- L–R: Jeff McManus, Val Ium, Burton Gans and Henry Font (1997)

Background information
- Origin: Staten Island, New York, U.S.
- Genres: Alternative metal, gothic metal
- Years active: 1993–2001, 2015–present
- Labels: Mayhem/Fierce, Atlantic
- Members: Henry Font Burton Gans Jack Hanley Jeff McManus
- Past members: Val Ium Paul Poulos Danny Kavadlo Johnny Kelly
- Website: pist-on.com

= Pist.On =

American heavy metal band

Pist.On (also spelled Pist*On, Pist-On, Pist•On, PistOn, and Piston) is an American alternative metal band from Staten Island, New York. They released two albums in the 1990s before splitting up in 2001. In 2015, the band announced a reunion.

== History ==
=== Original members ===
Formed around the core duo of Henry Font (vocals, guitars) and Val.Ium (bass, backing vocals), the band released two demos in the early 1990s, the second of which, Urine the Money, was produced by Josh Silver of Type O Negative. The band's friendship with Type O Negative (also based out of Brooklyn) brought them both help and scorn in subsequent years.

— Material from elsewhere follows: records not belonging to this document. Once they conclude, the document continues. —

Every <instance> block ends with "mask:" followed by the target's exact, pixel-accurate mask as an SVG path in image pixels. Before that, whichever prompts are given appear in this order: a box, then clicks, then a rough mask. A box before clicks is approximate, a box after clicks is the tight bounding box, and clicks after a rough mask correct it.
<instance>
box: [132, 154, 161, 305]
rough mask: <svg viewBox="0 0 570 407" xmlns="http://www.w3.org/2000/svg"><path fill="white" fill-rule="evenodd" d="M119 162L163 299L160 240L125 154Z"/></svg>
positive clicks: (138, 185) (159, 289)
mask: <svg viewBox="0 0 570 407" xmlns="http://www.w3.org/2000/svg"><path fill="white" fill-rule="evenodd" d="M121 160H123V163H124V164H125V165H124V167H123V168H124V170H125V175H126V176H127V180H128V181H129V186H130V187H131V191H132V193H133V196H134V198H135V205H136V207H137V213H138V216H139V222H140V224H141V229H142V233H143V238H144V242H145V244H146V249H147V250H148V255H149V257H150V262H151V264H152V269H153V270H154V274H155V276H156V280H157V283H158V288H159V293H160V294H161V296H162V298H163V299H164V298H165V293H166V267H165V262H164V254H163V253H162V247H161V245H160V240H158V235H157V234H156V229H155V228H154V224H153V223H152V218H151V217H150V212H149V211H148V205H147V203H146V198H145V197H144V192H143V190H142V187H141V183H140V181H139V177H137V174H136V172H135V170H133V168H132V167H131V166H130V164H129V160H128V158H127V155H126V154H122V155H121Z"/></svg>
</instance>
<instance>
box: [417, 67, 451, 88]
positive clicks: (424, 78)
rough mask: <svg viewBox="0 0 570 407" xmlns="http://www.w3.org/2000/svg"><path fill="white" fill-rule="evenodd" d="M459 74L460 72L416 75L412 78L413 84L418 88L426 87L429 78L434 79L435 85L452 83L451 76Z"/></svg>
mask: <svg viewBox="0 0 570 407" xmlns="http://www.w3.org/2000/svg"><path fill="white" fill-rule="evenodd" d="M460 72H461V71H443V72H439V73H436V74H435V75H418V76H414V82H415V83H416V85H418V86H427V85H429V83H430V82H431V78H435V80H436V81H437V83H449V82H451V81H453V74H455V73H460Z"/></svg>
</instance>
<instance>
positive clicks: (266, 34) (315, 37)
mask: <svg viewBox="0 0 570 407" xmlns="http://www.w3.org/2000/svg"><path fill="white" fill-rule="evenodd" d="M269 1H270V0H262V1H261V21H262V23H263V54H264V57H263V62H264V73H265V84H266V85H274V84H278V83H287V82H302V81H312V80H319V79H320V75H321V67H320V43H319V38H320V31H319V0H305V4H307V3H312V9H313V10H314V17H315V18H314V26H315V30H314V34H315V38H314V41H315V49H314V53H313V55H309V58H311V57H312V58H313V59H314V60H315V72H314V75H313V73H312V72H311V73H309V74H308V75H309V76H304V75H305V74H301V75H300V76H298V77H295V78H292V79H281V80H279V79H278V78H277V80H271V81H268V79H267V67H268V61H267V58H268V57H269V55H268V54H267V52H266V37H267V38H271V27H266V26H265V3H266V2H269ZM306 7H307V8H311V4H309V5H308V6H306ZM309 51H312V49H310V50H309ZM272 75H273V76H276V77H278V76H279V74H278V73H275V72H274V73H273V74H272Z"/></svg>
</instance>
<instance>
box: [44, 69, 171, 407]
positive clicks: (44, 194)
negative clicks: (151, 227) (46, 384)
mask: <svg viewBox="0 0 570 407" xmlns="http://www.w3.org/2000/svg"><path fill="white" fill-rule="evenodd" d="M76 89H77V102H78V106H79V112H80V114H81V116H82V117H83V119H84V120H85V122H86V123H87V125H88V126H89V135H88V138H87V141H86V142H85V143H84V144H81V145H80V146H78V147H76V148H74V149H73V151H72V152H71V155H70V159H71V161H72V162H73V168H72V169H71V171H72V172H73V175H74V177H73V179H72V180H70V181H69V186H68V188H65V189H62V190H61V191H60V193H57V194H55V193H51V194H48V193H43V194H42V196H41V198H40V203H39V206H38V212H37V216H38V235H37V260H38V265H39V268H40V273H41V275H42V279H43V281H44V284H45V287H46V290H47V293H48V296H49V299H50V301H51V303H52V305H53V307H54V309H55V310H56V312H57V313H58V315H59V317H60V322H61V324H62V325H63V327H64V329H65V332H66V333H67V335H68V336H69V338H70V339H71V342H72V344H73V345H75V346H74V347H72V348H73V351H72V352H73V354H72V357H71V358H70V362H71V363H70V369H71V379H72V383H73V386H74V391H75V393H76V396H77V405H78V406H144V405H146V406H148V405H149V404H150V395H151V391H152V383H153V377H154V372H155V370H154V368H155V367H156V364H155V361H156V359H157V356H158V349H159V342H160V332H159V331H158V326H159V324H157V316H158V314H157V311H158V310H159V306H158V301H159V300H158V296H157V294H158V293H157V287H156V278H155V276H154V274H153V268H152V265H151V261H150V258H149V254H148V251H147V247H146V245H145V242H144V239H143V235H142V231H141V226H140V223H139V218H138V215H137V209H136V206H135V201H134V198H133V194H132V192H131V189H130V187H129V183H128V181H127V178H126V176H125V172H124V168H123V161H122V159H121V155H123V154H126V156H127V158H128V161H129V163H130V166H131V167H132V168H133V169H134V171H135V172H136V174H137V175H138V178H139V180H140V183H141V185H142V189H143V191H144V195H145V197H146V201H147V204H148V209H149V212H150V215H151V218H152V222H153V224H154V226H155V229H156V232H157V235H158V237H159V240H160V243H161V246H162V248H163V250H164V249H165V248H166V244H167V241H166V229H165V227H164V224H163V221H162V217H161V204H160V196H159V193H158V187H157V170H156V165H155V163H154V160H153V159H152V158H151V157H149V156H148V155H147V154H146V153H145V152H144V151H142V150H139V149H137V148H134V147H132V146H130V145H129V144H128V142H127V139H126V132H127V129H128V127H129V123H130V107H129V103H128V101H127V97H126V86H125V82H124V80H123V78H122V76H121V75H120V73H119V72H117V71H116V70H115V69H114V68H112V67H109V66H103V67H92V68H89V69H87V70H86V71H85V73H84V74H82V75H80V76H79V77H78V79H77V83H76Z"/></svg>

In 1996 the band, now rounded out by Paul Poulos (guitars, backing vocals) and Danny "Jam" Kavadlo (drums), released their first full-length album, Number One, to critical acclaim in both the United States and Europe. Subsequent tours with Type O Negative and Marilyn Manson helped improve the band's notoriety. Within a year, they moved from the independent Mayhem/Fierce record label to a major label, Atlantic Records. Also around this time, Poulos and Kavadlo both left the band.

=== Second lineup ===
New members Burton Gans (guitars) and Jeff McManus (drums) joined in time to see an Atlantic rerelease of Number One with new photos, artwork, and, perhaps most obvious of all, spelling; the band's name shifted from "Pist.On" to the "friendlier" spelling "PistOn". The removal of the "." led to criticism that the band had "sold out". Under the guise of their new name and label, the band again toured exhaustively. During this time, drummer Jeff McManus was forced into a brief respite for medical reasons, with Johnny Kelly of Type O Negative filling in.

=== 1996–1997 ===
Pist.on's debut album, successful on its face, had been picked up and rereleased by a major label, the band had deep friendships and histories with well-known acts such as Type O Negative, Marilyn Manson, the Misfits, and Queensrÿche, and had energetic new blood in the form of two members. However, the promises and possibilities of this era never panned out, and after a handful of tours and negative reviews, the band was unceremoniously dropped by Atlantic.

=== Second release ===
1999 saw the release of the band's second album, $ell Out, again through Mayhem Records. The record was described as rife with crooked and spiteful poking at the music industry, the band's former label, the press, and the band itself. The album met with lukewarm reviews and sales, and breakup rumors swirled.

=== Breakup ===
After the band's second release, drummer Jeff McManus departed from the band, returning briefly to record a 3-song independent Saves EP in the spring of 2001. Despite the optimism brought on by Saves, the core duo of Pist.On broke apart in late August 2001 when bassist Val Ium decided to leave the band as well. Though not officially broken up at the time, Pist.On did not release any new material as a band for over two decades, although several band members including Henry Font and Jeff McManus released recordings independently in the intervening years.

=== Reunion ===
As of March 2015, Pist.On has reformed and they are working on new material.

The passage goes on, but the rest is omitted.